Quadrilateral with two congruent legs of diagonals

Question

I've come across a geometry proof which seems like it should be easy, but I'm struggling with it:

Suppose you have a convex quadrilateral $ABCD$ whose diagonals intersect at $E$. Given that angles $ABC$ and $BCD$ are congruent, and the two "legs" of the diagonals $EA$ and $ED$ are congruent, show that the sides $BC$ and $AD$ are parallel (that is, show that this quadrilateral is an isosceles trapezoid). (If this cannot be proven, please explain why or give a counterexample.)

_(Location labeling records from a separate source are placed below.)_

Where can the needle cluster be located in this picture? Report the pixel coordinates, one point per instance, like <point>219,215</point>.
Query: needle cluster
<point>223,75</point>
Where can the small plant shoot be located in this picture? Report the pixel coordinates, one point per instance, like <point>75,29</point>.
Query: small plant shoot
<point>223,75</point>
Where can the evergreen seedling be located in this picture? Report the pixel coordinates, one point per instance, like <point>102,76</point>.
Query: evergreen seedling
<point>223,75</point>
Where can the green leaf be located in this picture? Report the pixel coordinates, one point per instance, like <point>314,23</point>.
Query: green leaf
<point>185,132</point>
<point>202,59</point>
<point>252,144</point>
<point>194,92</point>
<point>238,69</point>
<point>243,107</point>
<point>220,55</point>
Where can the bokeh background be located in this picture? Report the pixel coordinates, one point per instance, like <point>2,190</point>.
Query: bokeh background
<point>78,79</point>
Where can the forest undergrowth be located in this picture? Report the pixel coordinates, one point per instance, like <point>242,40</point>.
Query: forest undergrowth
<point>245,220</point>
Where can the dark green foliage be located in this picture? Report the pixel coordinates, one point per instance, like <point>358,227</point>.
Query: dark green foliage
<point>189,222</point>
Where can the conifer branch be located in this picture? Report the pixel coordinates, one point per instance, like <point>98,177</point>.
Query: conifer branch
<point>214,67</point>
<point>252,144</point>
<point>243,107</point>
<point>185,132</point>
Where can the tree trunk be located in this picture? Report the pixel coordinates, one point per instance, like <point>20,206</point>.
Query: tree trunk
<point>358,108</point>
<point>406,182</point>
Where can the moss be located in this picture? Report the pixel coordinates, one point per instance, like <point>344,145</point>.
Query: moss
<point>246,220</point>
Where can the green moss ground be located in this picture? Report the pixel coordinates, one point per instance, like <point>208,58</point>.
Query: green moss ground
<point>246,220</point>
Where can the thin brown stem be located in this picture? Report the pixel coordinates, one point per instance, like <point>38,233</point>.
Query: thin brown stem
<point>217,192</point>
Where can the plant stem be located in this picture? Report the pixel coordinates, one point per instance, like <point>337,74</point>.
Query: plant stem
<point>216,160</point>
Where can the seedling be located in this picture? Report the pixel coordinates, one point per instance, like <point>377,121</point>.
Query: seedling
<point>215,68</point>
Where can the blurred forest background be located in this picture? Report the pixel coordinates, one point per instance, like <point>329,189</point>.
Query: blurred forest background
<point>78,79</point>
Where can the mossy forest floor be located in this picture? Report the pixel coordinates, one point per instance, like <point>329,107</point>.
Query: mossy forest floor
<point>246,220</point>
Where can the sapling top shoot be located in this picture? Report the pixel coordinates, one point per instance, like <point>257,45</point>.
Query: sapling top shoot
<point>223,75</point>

I know that we can use the isosceles triangle theorem on triangle $AED$ to show that angles $EAD$ and $EDA$ are congruent, and I know that the angles $BEA$ and $CED$ are congruent, as well as $BEC$ and $DEA$. I'm trying to get a pair of congruent triangles that will show that the sides $AB$ and $CD$ are congruent, but I'm always missing one constraint.

For example, if I try to show that triangles $ABC$ and $DCB$ are congruent, I have a side $BC$ congruent to itself, and two angles $ABC$ and $DCB$ congruent, but I can't show that the diagonals are congruent because I only know that $AE$ is congruent to $DE$, and I don't know that $EB$ is congruent to $EC$.

If I try to show that triangles $AEB$ and $DEC$ are congruent, I have side $AE$ congruent to side $DE$, and angles $AEB$ and $DEC$ congruent, but I can't show that any other pair of angles is congruent, since I only know angles $EAD$ and $EDA$ are congruent and angles $ABC$ and $DCB$ are congruent, but I can't show that angles $EBA$ and $ECD$ are congruent.

I have a strong intuition that this proposition is true, but I can't prove it. I'm hoping someone here can either give a sound proof or give a counterexample that explains why this proposition is false.

Answer 1

$\def\C{{\cal C}}$ Let $\C_A$ and $\C_D$ be the circumscribed circles of $\triangle ABC$ and $\triangle DBC$, respectively.

Assume these circles do not coincide: $\C_A\ne\C_D$.

Since the circles intersect at points $B$ and $C$ one of them is inside the other in the upper half-plane (the half-plane created by the line $BC$, where the points $A$ and $D$ are situated). Without loss of generality we may assume it is the circle $\C_D$. This means that $D$ is an inner point of the circle $\C_A$. Since the quadrilateral is assumed to be convex the points $B$ and $D$ are in different half-planes created by the line $AC$ (see figure).

Continue the lines $CD$ and $AD$ till intersection with the circle $\C_A$. Let $F=(CD)\cap\C_A$, $G=(AD)\cap\C_A$. Observe that $G$ is an inner point of the arc $FC$.

In view of $\angle ABC=\angle BCF$ and $\angle BAC=\angle BFC$ we have: $$ \triangle ABC\cong \triangle FCB\implies \angle BCA=\angle CBF. $$

Hence: $$ \angle DAE=\angle GAC=\frac12 \overset{\mmlToken{mo}{⏜}}{GC} <\frac12 \overset{\mmlToken{mo}{⏜}}{FC} =\frac12\overset{\mmlToken{mo}{⏜}}{AB}=\angle AGB<\angle ADB=\angle ADE, $$ which contradicts to the condition that $AED$ is isosceles triangle.

Thus, the assumption $\C_A\ne \C_D$ was false, and the quadrilateral $ABCD$ is in fact cyclic. The conclusion $AD\parallel BC$ follows immediately.

Answer 2

Can we work with the following fact?

Because $\Delta XBC$ is an Isosceles triangle, the only way $A'E_2$ and $E_2 D$ (or $A E_1$ and $E_1 D'$) can be of equal length, is that $A'$ and $A$ (or $D'$ and $D$) coincide.

Therefore, $\angle XAD$ must be equal to $\angle XDA$ for $AE$ to be equal to $DE$. And since $\angle XAD + \angle XDA = \angle XBC + \angle XCB$, it is evident that $AD$ and $BC$ are parallel.